Le classi con oltre il 30% di stranieri sono oggi il 6%, con una punta del 13% in Emilia Romagna; ma quelle con oltre il 30% di alunni nati all’estero sono meno del 2%, con punte del 4% in Liguria e Emilia Romagna. Il 38% degli alunni non italiani è inoltre in ritardo scolastico, il quale si concretizza soprattutto fra i 10 e i 15 anni di età allorquando cresce dal 21% al 67%.

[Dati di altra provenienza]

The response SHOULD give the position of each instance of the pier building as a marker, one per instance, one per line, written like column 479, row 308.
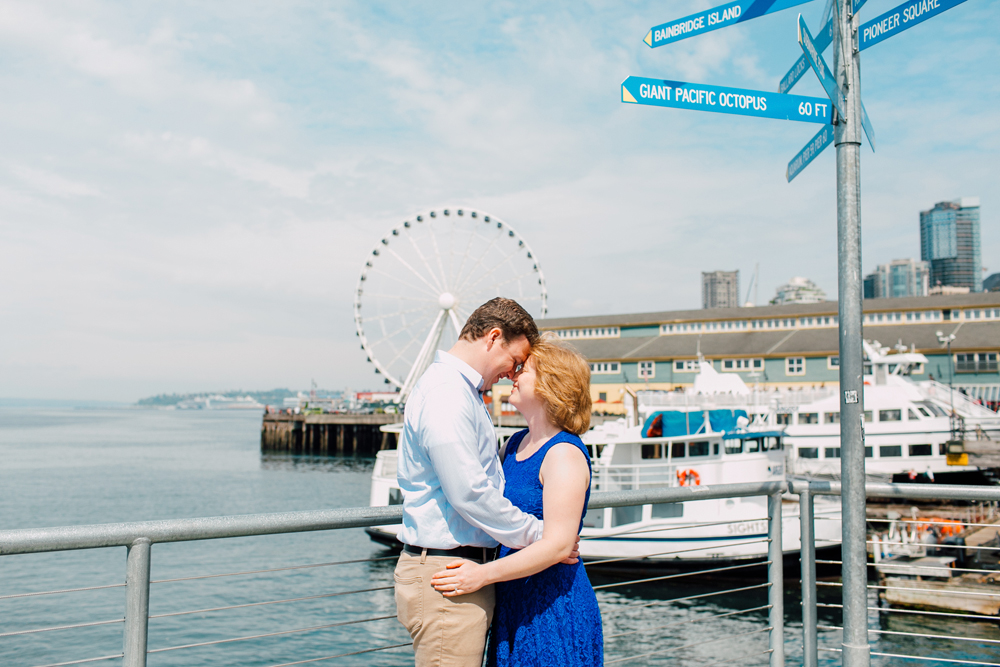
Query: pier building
column 792, row 346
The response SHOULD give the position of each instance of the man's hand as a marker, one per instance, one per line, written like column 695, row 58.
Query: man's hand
column 574, row 556
column 461, row 577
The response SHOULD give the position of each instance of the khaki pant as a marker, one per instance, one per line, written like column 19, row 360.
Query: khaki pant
column 446, row 632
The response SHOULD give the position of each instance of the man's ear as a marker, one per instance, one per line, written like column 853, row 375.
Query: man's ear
column 495, row 335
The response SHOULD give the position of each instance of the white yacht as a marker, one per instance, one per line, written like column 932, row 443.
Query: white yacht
column 907, row 422
column 695, row 449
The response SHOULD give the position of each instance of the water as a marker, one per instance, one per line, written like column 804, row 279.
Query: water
column 64, row 467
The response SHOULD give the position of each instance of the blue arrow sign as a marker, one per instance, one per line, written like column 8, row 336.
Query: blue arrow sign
column 901, row 18
column 681, row 95
column 823, row 39
column 713, row 19
column 819, row 66
column 815, row 146
column 867, row 126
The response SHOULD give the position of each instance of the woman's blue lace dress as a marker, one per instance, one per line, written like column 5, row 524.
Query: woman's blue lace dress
column 550, row 618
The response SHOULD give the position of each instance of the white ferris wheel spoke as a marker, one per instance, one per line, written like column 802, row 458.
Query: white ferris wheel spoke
column 437, row 253
column 423, row 357
column 400, row 313
column 427, row 264
column 455, row 323
column 493, row 242
column 402, row 351
column 432, row 294
column 414, row 271
column 487, row 274
column 465, row 257
column 402, row 298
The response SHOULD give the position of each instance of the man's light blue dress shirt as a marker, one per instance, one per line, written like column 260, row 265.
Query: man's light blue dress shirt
column 449, row 470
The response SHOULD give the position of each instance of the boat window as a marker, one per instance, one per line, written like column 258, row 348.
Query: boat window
column 623, row 515
column 667, row 510
column 890, row 415
column 938, row 412
column 698, row 448
column 652, row 451
column 594, row 518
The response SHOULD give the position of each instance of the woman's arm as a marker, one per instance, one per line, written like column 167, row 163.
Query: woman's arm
column 565, row 477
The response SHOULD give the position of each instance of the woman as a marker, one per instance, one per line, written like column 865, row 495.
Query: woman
column 546, row 611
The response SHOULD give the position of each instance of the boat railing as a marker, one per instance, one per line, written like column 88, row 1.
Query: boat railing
column 757, row 398
column 637, row 628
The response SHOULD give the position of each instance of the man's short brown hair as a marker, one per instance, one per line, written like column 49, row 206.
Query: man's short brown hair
column 504, row 314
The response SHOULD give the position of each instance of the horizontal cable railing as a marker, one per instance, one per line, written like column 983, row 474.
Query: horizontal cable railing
column 138, row 538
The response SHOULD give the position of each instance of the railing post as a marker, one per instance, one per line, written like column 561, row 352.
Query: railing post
column 776, row 579
column 136, row 603
column 807, row 534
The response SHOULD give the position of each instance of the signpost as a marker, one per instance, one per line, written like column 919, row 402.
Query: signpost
column 815, row 146
column 815, row 60
column 713, row 19
column 701, row 97
column 842, row 83
column 823, row 39
column 901, row 18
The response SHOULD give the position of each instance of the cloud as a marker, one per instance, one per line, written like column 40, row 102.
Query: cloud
column 54, row 185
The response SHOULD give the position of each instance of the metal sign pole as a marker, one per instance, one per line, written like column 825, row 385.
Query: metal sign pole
column 846, row 66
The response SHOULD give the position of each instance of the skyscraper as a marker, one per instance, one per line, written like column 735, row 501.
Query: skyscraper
column 798, row 290
column 720, row 289
column 949, row 241
column 900, row 277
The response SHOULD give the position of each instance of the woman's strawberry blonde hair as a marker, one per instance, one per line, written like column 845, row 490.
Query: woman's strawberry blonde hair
column 563, row 382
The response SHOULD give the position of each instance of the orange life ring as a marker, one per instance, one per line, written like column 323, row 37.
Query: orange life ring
column 689, row 476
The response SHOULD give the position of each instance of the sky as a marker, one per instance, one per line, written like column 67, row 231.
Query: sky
column 188, row 191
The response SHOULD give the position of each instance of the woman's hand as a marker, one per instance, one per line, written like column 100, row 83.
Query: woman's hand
column 461, row 577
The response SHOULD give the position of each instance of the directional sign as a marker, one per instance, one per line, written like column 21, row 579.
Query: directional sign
column 815, row 146
column 901, row 18
column 681, row 95
column 715, row 18
column 819, row 66
column 867, row 126
column 822, row 40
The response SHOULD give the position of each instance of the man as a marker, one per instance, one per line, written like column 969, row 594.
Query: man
column 452, row 483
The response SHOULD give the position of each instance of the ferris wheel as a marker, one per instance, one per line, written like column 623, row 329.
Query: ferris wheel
column 425, row 277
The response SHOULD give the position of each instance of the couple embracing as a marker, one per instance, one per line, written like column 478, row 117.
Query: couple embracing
column 460, row 499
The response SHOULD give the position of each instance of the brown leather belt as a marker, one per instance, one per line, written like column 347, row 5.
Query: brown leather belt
column 481, row 554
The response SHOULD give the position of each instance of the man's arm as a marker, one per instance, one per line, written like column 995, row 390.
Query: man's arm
column 447, row 432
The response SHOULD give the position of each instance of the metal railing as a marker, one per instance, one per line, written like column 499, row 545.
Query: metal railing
column 807, row 490
column 140, row 537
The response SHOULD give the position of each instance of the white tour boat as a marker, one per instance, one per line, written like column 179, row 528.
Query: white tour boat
column 907, row 423
column 711, row 450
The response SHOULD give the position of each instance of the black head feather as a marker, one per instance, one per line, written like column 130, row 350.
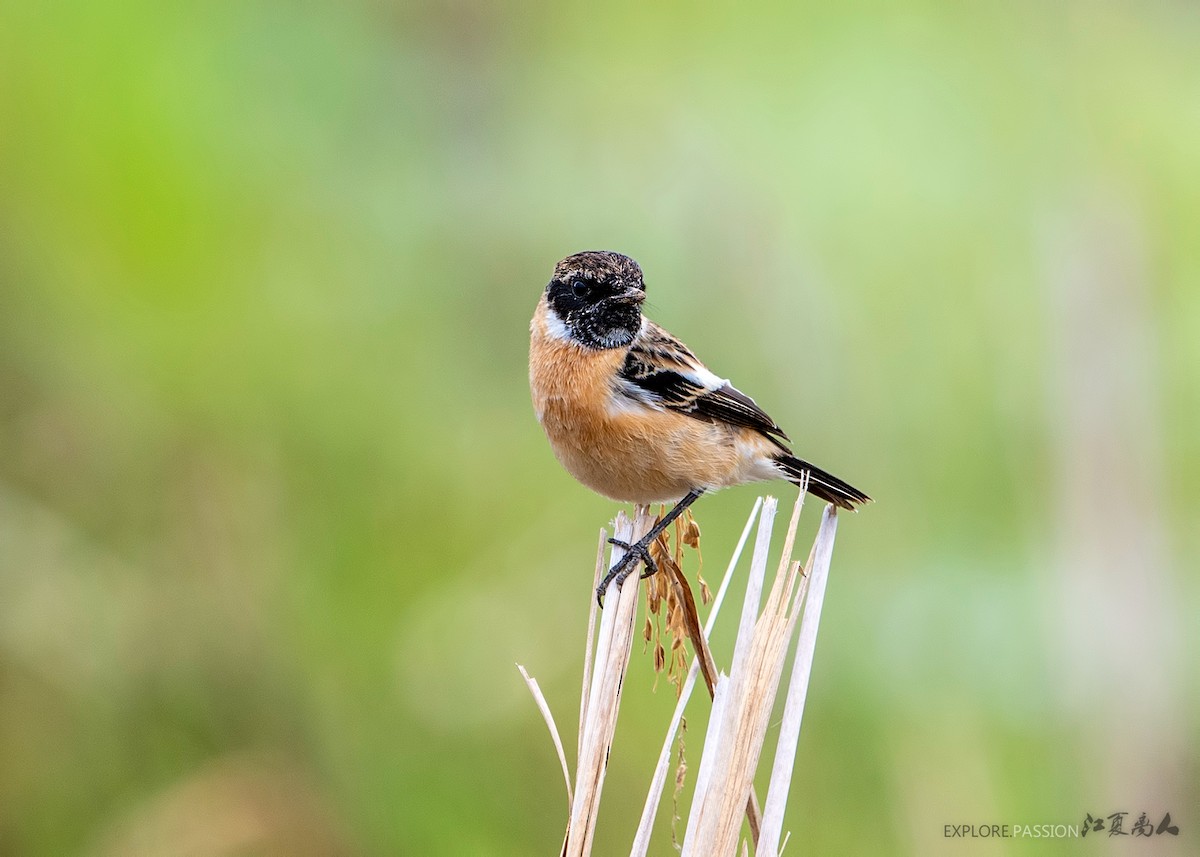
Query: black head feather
column 598, row 297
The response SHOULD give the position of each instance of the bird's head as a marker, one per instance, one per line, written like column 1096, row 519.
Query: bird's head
column 595, row 299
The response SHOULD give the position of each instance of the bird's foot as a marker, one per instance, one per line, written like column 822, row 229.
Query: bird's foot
column 625, row 565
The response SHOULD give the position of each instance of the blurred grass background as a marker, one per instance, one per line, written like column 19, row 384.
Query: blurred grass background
column 275, row 515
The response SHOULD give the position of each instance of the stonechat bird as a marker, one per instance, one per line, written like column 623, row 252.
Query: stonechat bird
column 634, row 415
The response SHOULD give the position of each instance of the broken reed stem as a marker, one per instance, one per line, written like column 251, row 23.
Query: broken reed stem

Come di consueto, le aree tra la Bassa Lombardia, il Veneto, l’Alta Toscane e il Piemonte sudorientale sono quelle a più elevate incidenze di alunni non italiani, comprese fra il 16% e il 20%: in ordine decrescente Prato, Piacenza, Mantova, Brescia, Asti, Cremona, Reggio Emilia, Modena, Parma e Alessandria, ovvero quel tessuto nazionale ad alta produttività, non metropolitana e a maggiore possibilità di integrazione e accesso abitativo familiare.